The AARP Financial mutual funds will cease to exist as of Oct. 1, less than three years after launching the funds to much fanfare.
An AARP filing with the Securities and Exchange Commission shows the organization will discontinue the AARP Funds as of Oct. 1, due to competitive pressures.
AARP launched the four risk-profile, index-tracking funds in 2007, after ending its longtime relationship with Scudder Kemper Investments. At that time, AARP cited poor performance as the reason for terminating its partnership with Scudder.
In the SEC filing of July 20, AARP Funds President Richard “Mac” Hisey said: “The development of the AARP Funds was intended to lead change in the marketplace by providing investors with investment options that delivered against all of our investing principles [by being] simple to understand, low cost, coupled with complimentary investment guidance....and low $100 investment minimums.”
The funds never gained enough assets under management, the SEC filing said. “Their small size has resulted in relatively high total expense ratios,” Hisey admitted in the filing.
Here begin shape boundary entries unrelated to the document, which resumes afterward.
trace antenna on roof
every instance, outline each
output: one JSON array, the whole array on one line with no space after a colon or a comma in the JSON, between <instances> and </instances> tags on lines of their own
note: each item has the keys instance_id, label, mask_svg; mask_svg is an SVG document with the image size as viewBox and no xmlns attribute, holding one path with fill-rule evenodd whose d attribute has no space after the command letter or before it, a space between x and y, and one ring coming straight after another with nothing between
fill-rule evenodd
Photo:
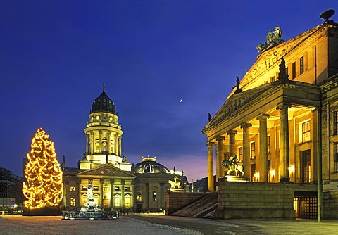
<instances>
[{"instance_id":1,"label":"antenna on roof","mask_svg":"<svg viewBox=\"0 0 338 235\"><path fill-rule=\"evenodd\" d=\"M330 9L324 11L323 13L320 14L320 18L323 20L328 20L330 17L334 15L334 10Z\"/></svg>"}]
</instances>

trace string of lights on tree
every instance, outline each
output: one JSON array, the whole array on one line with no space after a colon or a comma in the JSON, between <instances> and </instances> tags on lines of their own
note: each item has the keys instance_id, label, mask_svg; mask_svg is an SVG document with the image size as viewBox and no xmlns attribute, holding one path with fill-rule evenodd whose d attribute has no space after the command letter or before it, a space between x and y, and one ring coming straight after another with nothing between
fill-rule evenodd
<instances>
[{"instance_id":1,"label":"string of lights on tree","mask_svg":"<svg viewBox=\"0 0 338 235\"><path fill-rule=\"evenodd\" d=\"M25 207L39 209L58 205L63 197L62 170L53 141L42 128L32 139L27 153L23 192Z\"/></svg>"}]
</instances>

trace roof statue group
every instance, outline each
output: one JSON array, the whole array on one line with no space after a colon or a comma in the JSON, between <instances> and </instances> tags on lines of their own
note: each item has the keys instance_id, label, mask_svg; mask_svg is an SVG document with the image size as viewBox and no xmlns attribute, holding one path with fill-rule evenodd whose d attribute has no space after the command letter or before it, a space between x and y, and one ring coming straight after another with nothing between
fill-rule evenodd
<instances>
[{"instance_id":1,"label":"roof statue group","mask_svg":"<svg viewBox=\"0 0 338 235\"><path fill-rule=\"evenodd\" d=\"M285 40L282 39L282 30L280 27L275 26L274 31L270 29L270 32L268 33L268 35L266 35L265 44L260 42L256 48L257 51L261 53L270 46L278 45L284 42L285 42Z\"/></svg>"}]
</instances>

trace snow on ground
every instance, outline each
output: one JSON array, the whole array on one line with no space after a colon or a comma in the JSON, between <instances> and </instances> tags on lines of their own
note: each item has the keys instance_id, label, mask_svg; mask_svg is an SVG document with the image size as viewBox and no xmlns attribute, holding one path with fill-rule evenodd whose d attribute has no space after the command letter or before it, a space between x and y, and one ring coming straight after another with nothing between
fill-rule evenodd
<instances>
[{"instance_id":1,"label":"snow on ground","mask_svg":"<svg viewBox=\"0 0 338 235\"><path fill-rule=\"evenodd\" d=\"M1 234L186 234L201 233L121 217L117 220L66 220L61 216L0 217Z\"/></svg>"}]
</instances>

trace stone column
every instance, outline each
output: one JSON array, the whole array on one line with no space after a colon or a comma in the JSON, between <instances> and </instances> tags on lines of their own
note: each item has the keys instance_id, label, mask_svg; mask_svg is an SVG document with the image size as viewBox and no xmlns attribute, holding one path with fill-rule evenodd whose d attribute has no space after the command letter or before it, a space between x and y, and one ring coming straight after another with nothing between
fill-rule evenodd
<instances>
[{"instance_id":1,"label":"stone column","mask_svg":"<svg viewBox=\"0 0 338 235\"><path fill-rule=\"evenodd\" d=\"M112 208L115 208L114 206L114 179L111 179L111 206Z\"/></svg>"},{"instance_id":2,"label":"stone column","mask_svg":"<svg viewBox=\"0 0 338 235\"><path fill-rule=\"evenodd\" d=\"M125 207L125 180L121 179L121 203L122 203L123 208Z\"/></svg>"},{"instance_id":3,"label":"stone column","mask_svg":"<svg viewBox=\"0 0 338 235\"><path fill-rule=\"evenodd\" d=\"M224 158L224 147L223 141L225 137L218 136L217 140L217 151L216 151L216 181L218 182L218 178L223 176L222 172L222 161ZM223 171L224 172L224 171Z\"/></svg>"},{"instance_id":4,"label":"stone column","mask_svg":"<svg viewBox=\"0 0 338 235\"><path fill-rule=\"evenodd\" d=\"M241 125L243 128L243 167L246 177L250 177L251 167L250 164L250 132L251 123L244 122Z\"/></svg>"},{"instance_id":5,"label":"stone column","mask_svg":"<svg viewBox=\"0 0 338 235\"><path fill-rule=\"evenodd\" d=\"M86 133L86 154L89 155L89 134Z\"/></svg>"},{"instance_id":6,"label":"stone column","mask_svg":"<svg viewBox=\"0 0 338 235\"><path fill-rule=\"evenodd\" d=\"M102 132L99 131L100 143L99 143L99 153L102 153Z\"/></svg>"},{"instance_id":7,"label":"stone column","mask_svg":"<svg viewBox=\"0 0 338 235\"><path fill-rule=\"evenodd\" d=\"M287 109L291 105L284 103L277 106L280 110L280 181L289 182L289 118Z\"/></svg>"},{"instance_id":8,"label":"stone column","mask_svg":"<svg viewBox=\"0 0 338 235\"><path fill-rule=\"evenodd\" d=\"M236 134L237 131L233 129L227 132L227 135L229 136L229 157L236 155Z\"/></svg>"},{"instance_id":9,"label":"stone column","mask_svg":"<svg viewBox=\"0 0 338 235\"><path fill-rule=\"evenodd\" d=\"M93 155L95 152L95 138L94 132L90 132L90 154Z\"/></svg>"},{"instance_id":10,"label":"stone column","mask_svg":"<svg viewBox=\"0 0 338 235\"><path fill-rule=\"evenodd\" d=\"M149 210L149 183L146 183L146 210Z\"/></svg>"},{"instance_id":11,"label":"stone column","mask_svg":"<svg viewBox=\"0 0 338 235\"><path fill-rule=\"evenodd\" d=\"M111 132L107 132L107 135L108 135L108 144L107 144L107 151L108 154L111 154Z\"/></svg>"},{"instance_id":12,"label":"stone column","mask_svg":"<svg viewBox=\"0 0 338 235\"><path fill-rule=\"evenodd\" d=\"M259 180L261 182L268 182L268 121L270 116L261 113L257 120L259 120Z\"/></svg>"},{"instance_id":13,"label":"stone column","mask_svg":"<svg viewBox=\"0 0 338 235\"><path fill-rule=\"evenodd\" d=\"M101 193L101 201L100 201L100 207L101 208L104 208L104 179L100 179L100 193Z\"/></svg>"},{"instance_id":14,"label":"stone column","mask_svg":"<svg viewBox=\"0 0 338 235\"><path fill-rule=\"evenodd\" d=\"M165 209L165 193L164 192L164 183L160 183L160 195L158 204L162 210Z\"/></svg>"},{"instance_id":15,"label":"stone column","mask_svg":"<svg viewBox=\"0 0 338 235\"><path fill-rule=\"evenodd\" d=\"M213 145L215 143L208 141L208 191L213 192Z\"/></svg>"},{"instance_id":16,"label":"stone column","mask_svg":"<svg viewBox=\"0 0 338 235\"><path fill-rule=\"evenodd\" d=\"M118 154L120 156L122 155L122 145L121 145L121 136L118 137Z\"/></svg>"}]
</instances>

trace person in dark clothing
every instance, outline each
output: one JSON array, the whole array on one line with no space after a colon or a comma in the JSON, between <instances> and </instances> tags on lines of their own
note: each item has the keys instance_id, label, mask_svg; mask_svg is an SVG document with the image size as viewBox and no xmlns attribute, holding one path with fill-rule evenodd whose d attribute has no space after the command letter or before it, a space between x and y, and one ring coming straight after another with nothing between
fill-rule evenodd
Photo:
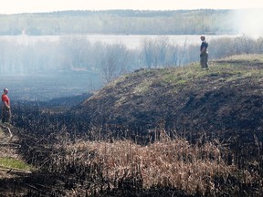
<instances>
[{"instance_id":1,"label":"person in dark clothing","mask_svg":"<svg viewBox=\"0 0 263 197\"><path fill-rule=\"evenodd\" d=\"M209 69L208 66L208 43L205 41L205 36L201 36L202 44L200 47L200 65L202 69Z\"/></svg>"}]
</instances>

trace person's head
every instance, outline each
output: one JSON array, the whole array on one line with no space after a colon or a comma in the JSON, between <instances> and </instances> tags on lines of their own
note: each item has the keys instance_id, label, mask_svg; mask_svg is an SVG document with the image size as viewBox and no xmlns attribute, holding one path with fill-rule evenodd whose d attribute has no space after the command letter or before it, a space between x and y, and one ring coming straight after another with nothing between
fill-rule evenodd
<instances>
[{"instance_id":1,"label":"person's head","mask_svg":"<svg viewBox=\"0 0 263 197\"><path fill-rule=\"evenodd\" d=\"M204 41L204 40L205 39L205 35L201 35L200 39L201 39L202 41Z\"/></svg>"},{"instance_id":2,"label":"person's head","mask_svg":"<svg viewBox=\"0 0 263 197\"><path fill-rule=\"evenodd\" d=\"M7 88L4 88L4 93L5 93L5 94L7 94L8 91L9 91L9 90L8 90Z\"/></svg>"}]
</instances>

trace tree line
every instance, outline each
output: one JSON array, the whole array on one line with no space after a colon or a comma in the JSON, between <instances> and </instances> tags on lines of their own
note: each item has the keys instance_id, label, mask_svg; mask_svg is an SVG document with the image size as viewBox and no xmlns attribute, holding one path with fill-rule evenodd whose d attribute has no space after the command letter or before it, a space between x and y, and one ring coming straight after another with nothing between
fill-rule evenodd
<instances>
[{"instance_id":1,"label":"tree line","mask_svg":"<svg viewBox=\"0 0 263 197\"><path fill-rule=\"evenodd\" d=\"M130 49L122 43L91 43L86 36L61 36L58 41L21 45L0 41L0 74L87 72L108 83L141 68L180 67L199 61L199 45L177 45L162 36L146 37L141 47ZM209 58L237 54L263 53L263 38L246 36L209 42Z\"/></svg>"},{"instance_id":2,"label":"tree line","mask_svg":"<svg viewBox=\"0 0 263 197\"><path fill-rule=\"evenodd\" d=\"M233 10L59 11L0 15L0 35L237 34Z\"/></svg>"}]
</instances>

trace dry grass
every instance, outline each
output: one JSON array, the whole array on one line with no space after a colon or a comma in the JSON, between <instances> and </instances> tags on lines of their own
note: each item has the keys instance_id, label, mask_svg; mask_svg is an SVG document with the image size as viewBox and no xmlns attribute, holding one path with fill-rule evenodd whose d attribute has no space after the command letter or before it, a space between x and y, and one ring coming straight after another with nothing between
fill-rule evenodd
<instances>
[{"instance_id":1,"label":"dry grass","mask_svg":"<svg viewBox=\"0 0 263 197\"><path fill-rule=\"evenodd\" d=\"M53 171L64 173L70 166L71 171L74 168L75 173L79 173L79 177L85 172L97 177L97 181L100 177L104 183L92 180L94 185L89 191L93 192L121 187L134 191L175 188L190 195L214 195L222 192L221 186L227 184L229 177L237 175L235 179L239 180L240 184L254 181L248 171L240 172L234 165L224 162L222 155L226 151L216 142L194 145L182 139L166 139L148 146L130 140L79 141L62 146L58 146L59 151L50 156ZM85 180L82 180L82 188L83 181Z\"/></svg>"}]
</instances>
As of May 2010, AARP had $129 million in long-term mutual fund assets, excluding money market funds and affiliated funds-of-funds, according to Financial Research Corp.
Commenting on the news, Drew Nannis, AARP Senior Vice President, Media Relations and Strategy, said: "The AARP Funds Board of Trustees explored a variety of options other than liquidation such as alternate distribution channels, increasing the marketing spend, and merging the funds into other fund families. However, each of the alternatives required an increase to the fund expenses or the options were outside of our investing principles."
Nannis added, "Given that reasonable investment alternatives now exist in the mutual fund marketplace, it was determined that shareholder interests would be best served by liquidating the AARP Funds."